The United States Mint in Philadelphia was abuzz with activity last month, more so than ever before on July 24 when it delivered a record 42.44 million coins for circulation.
That hurdled over the old record of 32.28 million coins set in October 2013, and contributed to a strong production month in which 1.33 billion coins were struck for circulation with more than half of them from Philadelphia.
"Beating the old record by over four million coins with the same number of presses was a tremendous achievement," said Joe Falls, Coining Division Manager. "There were many key factors — first and foremost was the dedication and hard work of our employees. But we also had outstanding die life, great blanks from BAU and near-perfect press availability."

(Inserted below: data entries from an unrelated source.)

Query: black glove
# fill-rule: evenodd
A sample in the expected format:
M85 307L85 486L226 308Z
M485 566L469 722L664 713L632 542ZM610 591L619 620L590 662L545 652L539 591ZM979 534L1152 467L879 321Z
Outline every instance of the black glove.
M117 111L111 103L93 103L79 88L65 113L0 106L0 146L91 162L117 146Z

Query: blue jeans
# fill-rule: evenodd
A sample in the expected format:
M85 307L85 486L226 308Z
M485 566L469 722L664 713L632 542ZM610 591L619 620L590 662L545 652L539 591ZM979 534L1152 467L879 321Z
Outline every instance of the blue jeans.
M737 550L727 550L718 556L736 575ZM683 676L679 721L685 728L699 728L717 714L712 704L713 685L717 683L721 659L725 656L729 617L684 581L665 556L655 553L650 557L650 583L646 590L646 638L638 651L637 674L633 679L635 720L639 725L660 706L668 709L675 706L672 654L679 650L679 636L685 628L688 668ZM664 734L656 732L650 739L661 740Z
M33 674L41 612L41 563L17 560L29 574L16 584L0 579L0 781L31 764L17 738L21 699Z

Two facilities are responsible for producing all United States coins for commerce, making over 8.3 billion coins through the first seven months of 2014 alone. In addition to the plant in Philadelphia, Pennsylvania, there is the facility in Denver, Colorado.
Both plants are huge, but the Philadelphia Mint has the distinction as the largest coin manufacturing facility in the world. To strike circulation coins, it employs 5 production lines of blanking, annealing and upsetting machines and 9 production lines of 7 coining presses each. It also has a number of other presses for numismatic coins and medals.
While the production of 30 million coins per day is not uncommon at the Philadelphia Mint, making more than 40 million in one day is described by the bureau as "an amazing accomplishment" requiring "every employee, department, machine, part, die, tool, and blank has to be perfect and perform flawlessly."